Last month our webinar was about sterilization. I received several questions by email about different areas that were only touched briefly. I would like to follow up on those questions here.
We want to adopt event related sterility as a policy. What things should we include?
a. Event-related sterility assumes that the sterilized item remains sterile until the package/ container becomes compromised.

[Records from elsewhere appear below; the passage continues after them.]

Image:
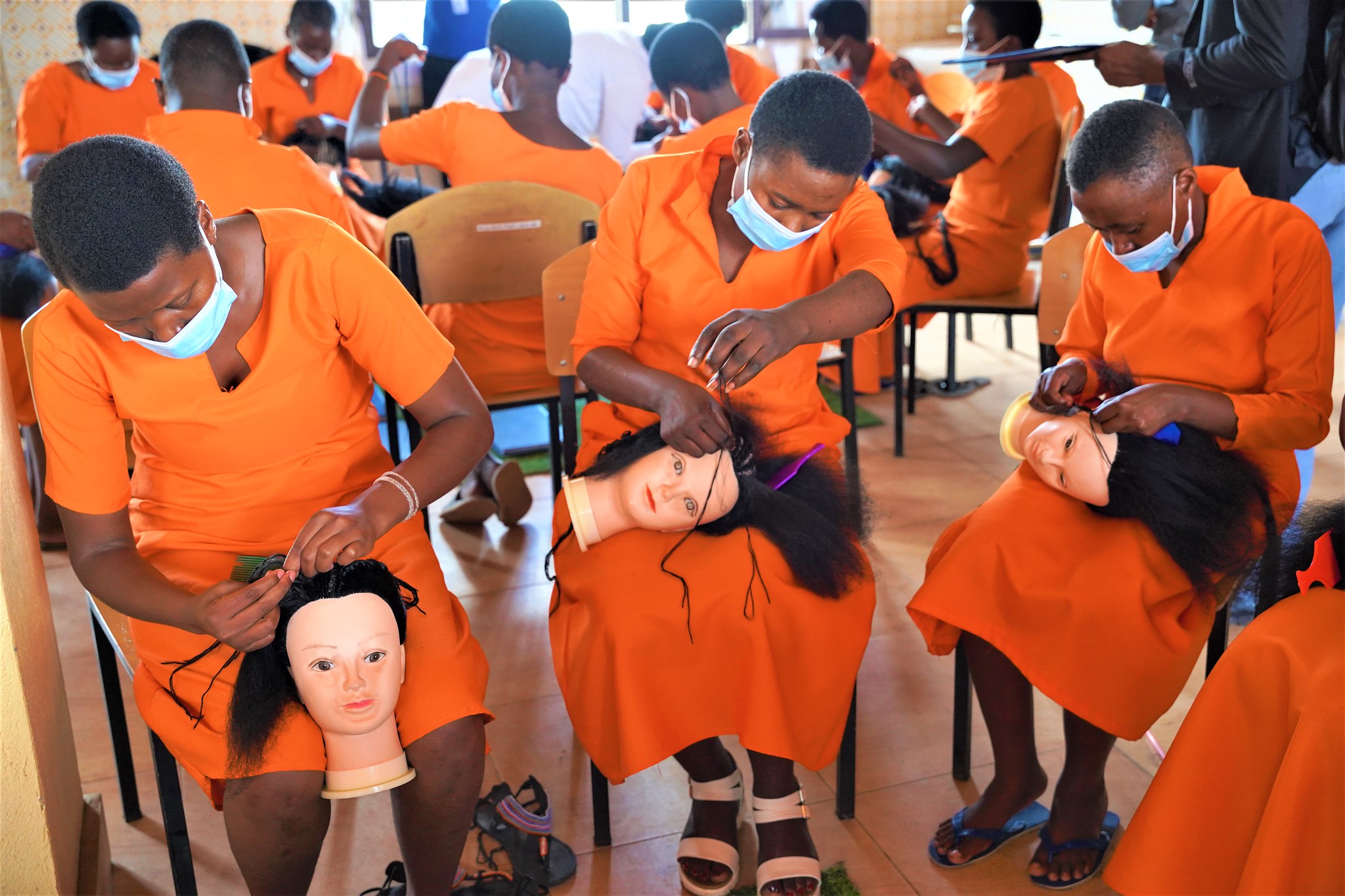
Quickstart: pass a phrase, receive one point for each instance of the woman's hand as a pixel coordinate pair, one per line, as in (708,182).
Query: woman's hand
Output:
(1057,386)
(741,343)
(242,616)
(690,421)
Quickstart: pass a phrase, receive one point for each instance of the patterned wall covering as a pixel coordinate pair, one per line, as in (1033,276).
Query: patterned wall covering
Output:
(34,33)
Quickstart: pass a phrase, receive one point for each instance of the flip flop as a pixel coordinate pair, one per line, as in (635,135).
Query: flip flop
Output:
(509,485)
(523,832)
(1023,822)
(1102,844)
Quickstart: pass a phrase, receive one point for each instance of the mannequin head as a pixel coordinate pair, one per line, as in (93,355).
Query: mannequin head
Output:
(338,653)
(1208,508)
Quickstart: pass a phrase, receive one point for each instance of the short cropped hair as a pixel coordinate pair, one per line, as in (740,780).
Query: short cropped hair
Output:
(105,19)
(106,210)
(202,51)
(533,32)
(843,19)
(1132,140)
(689,54)
(818,116)
(320,14)
(721,15)
(1013,19)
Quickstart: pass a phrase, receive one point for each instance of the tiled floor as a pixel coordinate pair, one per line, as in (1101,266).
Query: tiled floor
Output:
(953,463)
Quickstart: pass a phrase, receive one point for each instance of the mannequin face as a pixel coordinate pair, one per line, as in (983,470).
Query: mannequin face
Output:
(665,490)
(347,661)
(1072,457)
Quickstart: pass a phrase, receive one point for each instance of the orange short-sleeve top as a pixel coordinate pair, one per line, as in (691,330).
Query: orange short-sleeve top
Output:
(238,471)
(655,282)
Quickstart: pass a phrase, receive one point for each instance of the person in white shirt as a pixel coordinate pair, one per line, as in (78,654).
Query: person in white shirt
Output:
(603,98)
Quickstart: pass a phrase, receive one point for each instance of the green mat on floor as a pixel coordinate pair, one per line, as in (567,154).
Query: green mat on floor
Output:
(540,463)
(834,883)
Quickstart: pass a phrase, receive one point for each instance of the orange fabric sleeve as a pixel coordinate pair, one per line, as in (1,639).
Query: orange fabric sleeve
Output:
(864,241)
(424,139)
(997,127)
(380,323)
(87,444)
(1293,409)
(609,310)
(42,108)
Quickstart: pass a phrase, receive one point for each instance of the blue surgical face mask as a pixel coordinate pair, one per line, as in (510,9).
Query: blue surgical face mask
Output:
(201,331)
(112,79)
(498,91)
(309,66)
(757,224)
(1164,250)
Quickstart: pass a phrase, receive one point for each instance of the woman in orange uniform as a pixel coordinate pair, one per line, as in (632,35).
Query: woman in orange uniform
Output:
(690,69)
(307,86)
(1251,797)
(108,91)
(242,351)
(499,344)
(1219,303)
(725,268)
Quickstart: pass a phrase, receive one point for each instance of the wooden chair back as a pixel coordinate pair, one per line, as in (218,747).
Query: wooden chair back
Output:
(485,242)
(563,284)
(1061,277)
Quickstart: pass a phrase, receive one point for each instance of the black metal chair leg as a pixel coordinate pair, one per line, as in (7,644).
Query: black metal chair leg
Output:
(847,762)
(961,715)
(125,763)
(602,807)
(175,820)
(1218,640)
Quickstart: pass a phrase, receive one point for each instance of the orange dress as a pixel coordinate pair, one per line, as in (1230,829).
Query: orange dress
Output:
(221,475)
(997,207)
(1063,91)
(499,344)
(233,169)
(1107,625)
(278,101)
(638,688)
(725,125)
(1258,761)
(58,108)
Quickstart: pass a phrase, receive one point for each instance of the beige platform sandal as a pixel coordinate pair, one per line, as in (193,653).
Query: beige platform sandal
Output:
(708,848)
(786,867)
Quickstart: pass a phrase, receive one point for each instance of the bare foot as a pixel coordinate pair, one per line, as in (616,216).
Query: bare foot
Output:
(1076,812)
(1000,802)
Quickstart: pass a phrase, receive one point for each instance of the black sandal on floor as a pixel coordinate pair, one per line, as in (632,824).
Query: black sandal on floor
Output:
(523,832)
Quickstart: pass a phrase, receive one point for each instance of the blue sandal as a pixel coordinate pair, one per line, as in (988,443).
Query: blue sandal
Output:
(1102,844)
(1023,822)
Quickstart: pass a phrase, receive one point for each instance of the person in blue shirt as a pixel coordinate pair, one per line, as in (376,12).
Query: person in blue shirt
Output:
(452,30)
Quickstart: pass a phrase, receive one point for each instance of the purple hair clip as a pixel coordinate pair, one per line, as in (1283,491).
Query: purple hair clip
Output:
(1169,435)
(793,469)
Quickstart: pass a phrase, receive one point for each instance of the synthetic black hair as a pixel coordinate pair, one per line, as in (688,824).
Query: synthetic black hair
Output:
(1013,19)
(265,689)
(105,19)
(689,54)
(320,14)
(841,19)
(811,519)
(202,53)
(1208,508)
(106,210)
(818,116)
(1133,140)
(721,15)
(533,32)
(24,285)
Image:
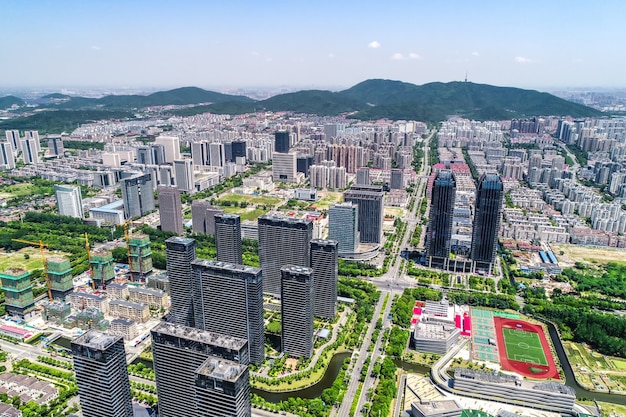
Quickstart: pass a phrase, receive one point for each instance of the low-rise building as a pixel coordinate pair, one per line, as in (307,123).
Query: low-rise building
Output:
(128,310)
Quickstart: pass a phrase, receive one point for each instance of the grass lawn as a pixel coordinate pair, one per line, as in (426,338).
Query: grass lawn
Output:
(619,364)
(524,346)
(244,213)
(258,200)
(16,259)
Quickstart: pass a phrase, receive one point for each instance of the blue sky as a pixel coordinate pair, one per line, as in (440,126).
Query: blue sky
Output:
(311,44)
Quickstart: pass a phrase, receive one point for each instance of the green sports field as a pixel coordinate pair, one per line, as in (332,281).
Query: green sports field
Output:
(524,346)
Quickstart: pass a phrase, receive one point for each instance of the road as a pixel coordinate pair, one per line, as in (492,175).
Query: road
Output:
(390,283)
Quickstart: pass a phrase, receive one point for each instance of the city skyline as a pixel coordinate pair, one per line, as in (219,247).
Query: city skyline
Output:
(310,45)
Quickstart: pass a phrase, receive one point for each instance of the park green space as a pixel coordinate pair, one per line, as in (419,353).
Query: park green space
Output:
(259,200)
(327,199)
(524,346)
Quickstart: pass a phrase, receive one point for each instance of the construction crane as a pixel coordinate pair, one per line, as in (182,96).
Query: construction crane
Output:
(42,246)
(93,284)
(130,261)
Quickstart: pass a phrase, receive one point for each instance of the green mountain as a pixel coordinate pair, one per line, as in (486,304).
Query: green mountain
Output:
(179,96)
(7,101)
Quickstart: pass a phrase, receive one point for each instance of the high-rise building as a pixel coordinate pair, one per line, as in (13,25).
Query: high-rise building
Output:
(60,276)
(282,241)
(55,146)
(179,253)
(183,175)
(200,373)
(69,200)
(7,155)
(324,263)
(29,146)
(296,295)
(281,141)
(217,156)
(171,147)
(228,238)
(369,198)
(284,167)
(487,216)
(343,226)
(140,256)
(18,291)
(101,375)
(138,195)
(228,299)
(170,209)
(13,137)
(439,234)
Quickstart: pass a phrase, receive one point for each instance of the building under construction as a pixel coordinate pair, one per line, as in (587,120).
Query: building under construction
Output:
(18,292)
(140,256)
(60,276)
(102,267)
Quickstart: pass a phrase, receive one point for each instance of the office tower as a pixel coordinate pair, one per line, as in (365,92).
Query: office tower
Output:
(281,141)
(324,263)
(101,375)
(343,226)
(69,201)
(203,217)
(369,198)
(228,238)
(187,382)
(200,153)
(102,268)
(239,149)
(489,193)
(228,299)
(439,234)
(284,167)
(60,276)
(138,195)
(18,291)
(13,137)
(170,209)
(145,155)
(55,146)
(28,145)
(296,309)
(140,256)
(282,241)
(179,252)
(183,175)
(217,158)
(7,155)
(396,181)
(171,146)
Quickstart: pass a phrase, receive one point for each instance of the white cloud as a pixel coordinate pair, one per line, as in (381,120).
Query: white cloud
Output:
(523,60)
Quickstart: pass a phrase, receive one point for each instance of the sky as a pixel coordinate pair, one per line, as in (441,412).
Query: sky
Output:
(311,44)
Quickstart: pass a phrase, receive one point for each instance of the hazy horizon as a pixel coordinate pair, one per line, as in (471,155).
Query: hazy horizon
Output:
(162,45)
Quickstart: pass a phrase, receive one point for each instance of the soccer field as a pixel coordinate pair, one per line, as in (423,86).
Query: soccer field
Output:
(524,346)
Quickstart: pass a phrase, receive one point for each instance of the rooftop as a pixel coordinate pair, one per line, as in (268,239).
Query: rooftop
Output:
(201,336)
(95,340)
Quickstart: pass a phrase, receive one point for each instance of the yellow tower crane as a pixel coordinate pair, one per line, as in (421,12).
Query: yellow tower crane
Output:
(42,246)
(93,285)
(130,261)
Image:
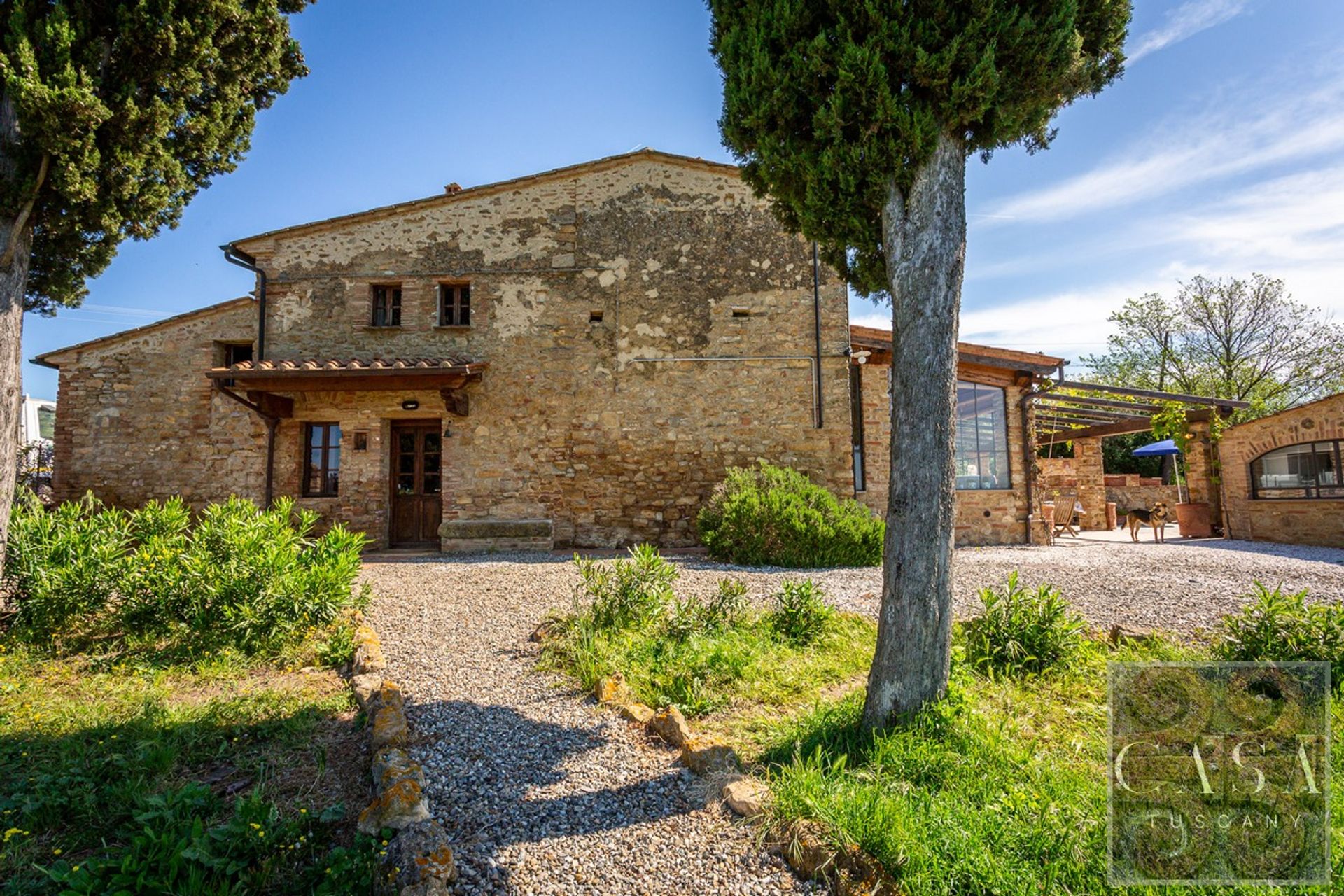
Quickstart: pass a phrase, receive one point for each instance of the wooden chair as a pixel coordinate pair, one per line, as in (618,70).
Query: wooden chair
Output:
(1062,523)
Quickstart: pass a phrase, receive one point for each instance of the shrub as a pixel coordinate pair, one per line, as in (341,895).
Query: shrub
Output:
(1284,628)
(774,516)
(86,577)
(629,593)
(802,613)
(178,844)
(1022,631)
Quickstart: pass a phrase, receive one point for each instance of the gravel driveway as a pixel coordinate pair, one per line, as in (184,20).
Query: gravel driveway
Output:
(542,793)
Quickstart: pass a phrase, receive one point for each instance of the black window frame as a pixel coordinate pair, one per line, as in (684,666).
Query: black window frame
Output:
(991,450)
(385,302)
(1336,453)
(454,304)
(328,470)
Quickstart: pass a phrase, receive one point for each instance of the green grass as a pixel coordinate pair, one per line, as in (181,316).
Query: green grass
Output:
(745,668)
(1000,789)
(122,762)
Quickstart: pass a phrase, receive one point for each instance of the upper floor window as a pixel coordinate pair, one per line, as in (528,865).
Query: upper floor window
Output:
(321,460)
(387,305)
(454,305)
(981,453)
(1308,470)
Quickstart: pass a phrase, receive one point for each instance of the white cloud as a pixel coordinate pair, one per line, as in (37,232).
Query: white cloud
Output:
(1175,156)
(1184,22)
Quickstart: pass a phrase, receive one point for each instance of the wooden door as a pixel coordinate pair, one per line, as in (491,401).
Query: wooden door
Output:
(417,482)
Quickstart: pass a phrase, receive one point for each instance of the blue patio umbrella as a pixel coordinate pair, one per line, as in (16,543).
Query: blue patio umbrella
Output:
(1161,449)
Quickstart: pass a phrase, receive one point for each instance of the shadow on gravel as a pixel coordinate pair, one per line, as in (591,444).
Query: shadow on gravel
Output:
(486,764)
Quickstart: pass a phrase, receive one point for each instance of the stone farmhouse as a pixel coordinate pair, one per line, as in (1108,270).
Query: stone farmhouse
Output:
(566,359)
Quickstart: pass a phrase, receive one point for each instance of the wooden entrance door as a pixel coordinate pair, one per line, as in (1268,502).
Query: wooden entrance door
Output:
(417,482)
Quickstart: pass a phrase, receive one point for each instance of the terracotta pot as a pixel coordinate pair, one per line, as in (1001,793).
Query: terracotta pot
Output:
(1193,520)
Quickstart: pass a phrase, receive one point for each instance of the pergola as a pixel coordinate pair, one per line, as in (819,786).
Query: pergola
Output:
(1070,410)
(1086,413)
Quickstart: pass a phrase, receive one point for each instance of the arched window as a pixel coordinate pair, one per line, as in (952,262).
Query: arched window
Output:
(1307,470)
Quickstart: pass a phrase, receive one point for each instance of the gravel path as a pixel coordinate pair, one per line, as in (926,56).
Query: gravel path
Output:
(539,790)
(542,793)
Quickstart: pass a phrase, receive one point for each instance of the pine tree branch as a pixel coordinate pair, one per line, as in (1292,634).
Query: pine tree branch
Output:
(22,220)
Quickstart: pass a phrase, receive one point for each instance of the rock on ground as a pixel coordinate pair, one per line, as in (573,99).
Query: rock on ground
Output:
(542,793)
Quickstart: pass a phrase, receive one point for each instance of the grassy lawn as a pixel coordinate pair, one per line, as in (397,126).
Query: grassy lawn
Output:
(251,766)
(999,789)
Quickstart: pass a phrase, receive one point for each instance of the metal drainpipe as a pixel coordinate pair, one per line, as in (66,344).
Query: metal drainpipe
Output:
(248,262)
(272,422)
(816,320)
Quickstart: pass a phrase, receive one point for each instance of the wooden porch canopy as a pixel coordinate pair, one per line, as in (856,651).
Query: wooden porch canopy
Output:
(351,375)
(1094,410)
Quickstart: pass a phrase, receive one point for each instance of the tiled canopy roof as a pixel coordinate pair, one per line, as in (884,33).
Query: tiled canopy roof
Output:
(354,365)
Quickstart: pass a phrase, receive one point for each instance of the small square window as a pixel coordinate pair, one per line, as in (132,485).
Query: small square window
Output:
(387,305)
(321,460)
(454,304)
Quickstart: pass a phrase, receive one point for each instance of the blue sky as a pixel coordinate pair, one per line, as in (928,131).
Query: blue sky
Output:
(1218,153)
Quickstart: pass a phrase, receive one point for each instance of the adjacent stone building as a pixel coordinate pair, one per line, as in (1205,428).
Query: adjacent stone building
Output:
(1281,476)
(571,358)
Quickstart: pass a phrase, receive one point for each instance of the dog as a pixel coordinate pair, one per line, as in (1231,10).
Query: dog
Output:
(1155,517)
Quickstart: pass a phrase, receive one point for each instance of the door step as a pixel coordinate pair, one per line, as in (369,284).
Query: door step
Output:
(476,536)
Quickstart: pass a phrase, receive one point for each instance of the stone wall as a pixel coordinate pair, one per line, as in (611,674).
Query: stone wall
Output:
(137,419)
(647,324)
(1294,522)
(983,516)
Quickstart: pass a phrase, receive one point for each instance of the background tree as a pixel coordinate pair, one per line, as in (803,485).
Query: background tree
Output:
(1227,337)
(858,120)
(112,117)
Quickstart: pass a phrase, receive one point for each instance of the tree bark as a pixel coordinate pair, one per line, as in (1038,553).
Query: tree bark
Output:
(925,244)
(14,280)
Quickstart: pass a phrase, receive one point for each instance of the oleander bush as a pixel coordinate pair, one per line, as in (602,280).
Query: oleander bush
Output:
(776,516)
(702,654)
(1022,631)
(89,578)
(1280,626)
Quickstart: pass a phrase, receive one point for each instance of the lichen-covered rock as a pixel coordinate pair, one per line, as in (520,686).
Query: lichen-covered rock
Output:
(398,806)
(393,764)
(704,755)
(746,796)
(670,724)
(636,713)
(390,695)
(390,729)
(369,652)
(806,852)
(422,855)
(366,688)
(612,690)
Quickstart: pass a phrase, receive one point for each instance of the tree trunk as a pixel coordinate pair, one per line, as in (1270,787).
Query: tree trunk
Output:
(13,286)
(925,244)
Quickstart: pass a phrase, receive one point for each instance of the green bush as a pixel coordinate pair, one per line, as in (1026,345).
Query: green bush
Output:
(178,846)
(628,593)
(802,613)
(90,578)
(1284,628)
(774,516)
(1022,631)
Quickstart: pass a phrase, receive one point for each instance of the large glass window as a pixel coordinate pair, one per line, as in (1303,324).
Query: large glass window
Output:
(321,460)
(1308,470)
(981,437)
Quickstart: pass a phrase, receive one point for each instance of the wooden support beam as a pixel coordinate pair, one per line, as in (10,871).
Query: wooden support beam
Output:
(1093,431)
(1140,407)
(456,402)
(1152,394)
(1046,409)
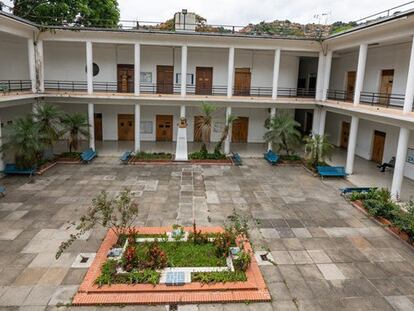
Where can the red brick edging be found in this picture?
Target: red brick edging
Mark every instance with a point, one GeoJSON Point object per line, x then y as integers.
{"type": "Point", "coordinates": [254, 289]}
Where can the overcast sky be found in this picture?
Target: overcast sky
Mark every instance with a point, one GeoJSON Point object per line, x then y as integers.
{"type": "Point", "coordinates": [242, 12]}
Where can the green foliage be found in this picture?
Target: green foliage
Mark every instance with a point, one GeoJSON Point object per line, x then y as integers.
{"type": "Point", "coordinates": [219, 277]}
{"type": "Point", "coordinates": [317, 149]}
{"type": "Point", "coordinates": [283, 133]}
{"type": "Point", "coordinates": [24, 138]}
{"type": "Point", "coordinates": [89, 13]}
{"type": "Point", "coordinates": [76, 127]}
{"type": "Point", "coordinates": [116, 214]}
{"type": "Point", "coordinates": [242, 261]}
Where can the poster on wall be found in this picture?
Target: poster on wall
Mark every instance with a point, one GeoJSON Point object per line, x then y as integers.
{"type": "Point", "coordinates": [410, 155]}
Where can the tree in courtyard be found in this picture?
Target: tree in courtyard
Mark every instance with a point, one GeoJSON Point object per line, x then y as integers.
{"type": "Point", "coordinates": [230, 119]}
{"type": "Point", "coordinates": [317, 149]}
{"type": "Point", "coordinates": [117, 214]}
{"type": "Point", "coordinates": [283, 133]}
{"type": "Point", "coordinates": [204, 124]}
{"type": "Point", "coordinates": [90, 13]}
{"type": "Point", "coordinates": [76, 127]}
{"type": "Point", "coordinates": [24, 139]}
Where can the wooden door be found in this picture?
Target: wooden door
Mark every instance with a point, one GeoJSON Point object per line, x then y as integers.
{"type": "Point", "coordinates": [240, 130]}
{"type": "Point", "coordinates": [125, 78]}
{"type": "Point", "coordinates": [387, 80]}
{"type": "Point", "coordinates": [204, 80]}
{"type": "Point", "coordinates": [126, 127]}
{"type": "Point", "coordinates": [378, 147]}
{"type": "Point", "coordinates": [98, 126]}
{"type": "Point", "coordinates": [350, 85]}
{"type": "Point", "coordinates": [165, 79]}
{"type": "Point", "coordinates": [345, 134]}
{"type": "Point", "coordinates": [242, 80]}
{"type": "Point", "coordinates": [164, 124]}
{"type": "Point", "coordinates": [197, 132]}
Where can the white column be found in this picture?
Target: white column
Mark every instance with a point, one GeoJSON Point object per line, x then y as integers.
{"type": "Point", "coordinates": [31, 63]}
{"type": "Point", "coordinates": [276, 66]}
{"type": "Point", "coordinates": [319, 77]}
{"type": "Point", "coordinates": [228, 139]}
{"type": "Point", "coordinates": [353, 133]}
{"type": "Point", "coordinates": [137, 68]}
{"type": "Point", "coordinates": [137, 128]}
{"type": "Point", "coordinates": [322, 119]}
{"type": "Point", "coordinates": [327, 75]}
{"type": "Point", "coordinates": [182, 111]}
{"type": "Point", "coordinates": [362, 60]}
{"type": "Point", "coordinates": [230, 73]}
{"type": "Point", "coordinates": [409, 89]}
{"type": "Point", "coordinates": [272, 115]}
{"type": "Point", "coordinates": [1, 154]}
{"type": "Point", "coordinates": [89, 66]}
{"type": "Point", "coordinates": [400, 159]}
{"type": "Point", "coordinates": [183, 70]}
{"type": "Point", "coordinates": [91, 121]}
{"type": "Point", "coordinates": [39, 65]}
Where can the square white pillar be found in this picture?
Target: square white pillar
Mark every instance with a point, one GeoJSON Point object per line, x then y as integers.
{"type": "Point", "coordinates": [228, 138]}
{"type": "Point", "coordinates": [319, 77]}
{"type": "Point", "coordinates": [183, 70]}
{"type": "Point", "coordinates": [359, 84]}
{"type": "Point", "coordinates": [409, 89]}
{"type": "Point", "coordinates": [276, 69]}
{"type": "Point", "coordinates": [327, 75]}
{"type": "Point", "coordinates": [91, 121]}
{"type": "Point", "coordinates": [353, 133]}
{"type": "Point", "coordinates": [230, 73]}
{"type": "Point", "coordinates": [31, 63]}
{"type": "Point", "coordinates": [89, 66]}
{"type": "Point", "coordinates": [137, 128]}
{"type": "Point", "coordinates": [137, 68]}
{"type": "Point", "coordinates": [272, 115]}
{"type": "Point", "coordinates": [400, 159]}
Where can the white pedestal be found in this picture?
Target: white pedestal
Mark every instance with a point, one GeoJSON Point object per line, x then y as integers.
{"type": "Point", "coordinates": [181, 153]}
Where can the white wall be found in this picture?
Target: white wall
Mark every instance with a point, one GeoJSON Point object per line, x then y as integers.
{"type": "Point", "coordinates": [365, 138]}
{"type": "Point", "coordinates": [379, 58]}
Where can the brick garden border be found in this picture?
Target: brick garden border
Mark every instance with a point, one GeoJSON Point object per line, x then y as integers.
{"type": "Point", "coordinates": [254, 289]}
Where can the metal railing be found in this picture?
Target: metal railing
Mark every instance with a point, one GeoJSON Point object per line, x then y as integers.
{"type": "Point", "coordinates": [371, 98]}
{"type": "Point", "coordinates": [10, 86]}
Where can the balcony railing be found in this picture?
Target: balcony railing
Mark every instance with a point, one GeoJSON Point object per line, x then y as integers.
{"type": "Point", "coordinates": [371, 98]}
{"type": "Point", "coordinates": [10, 86]}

b. Types of events leading to container compromise:
i.
Microbe invasion (soil from environment, etc.)
ii.
Setting a sterilized item on a wet surface
iii.
Temperature/ humidities outside of standardized parameters
iv.
Improper air exchanges
v.
High traffic in storage locations
vi.
Frequent handling/ transport (dropping or compressing containment device revealing compromised packaging)
vii.
Breach in aseptic technique
c. Staff training regarding event related sterility.
i.
Transport should be in a covered or enclosed container with a solid bottom
ii.
Reusable transport containers are decontaminated between uses
iii.
Manufacturer established expiration dates should be adhered to unless an event occurs which compromises the packaging. Then the event sterility would go into effect
iv.
Stock rotation will still be necessary
What is the difference between gravity and prevac?
a. Gravity: most common and simplest. Steam is pumped into a chamber and displaces the air by gravity through a drain port. There is no mechanical assistance.
b. Prevac: Alternating steam injections and vacuum draws or pulses to remove the air.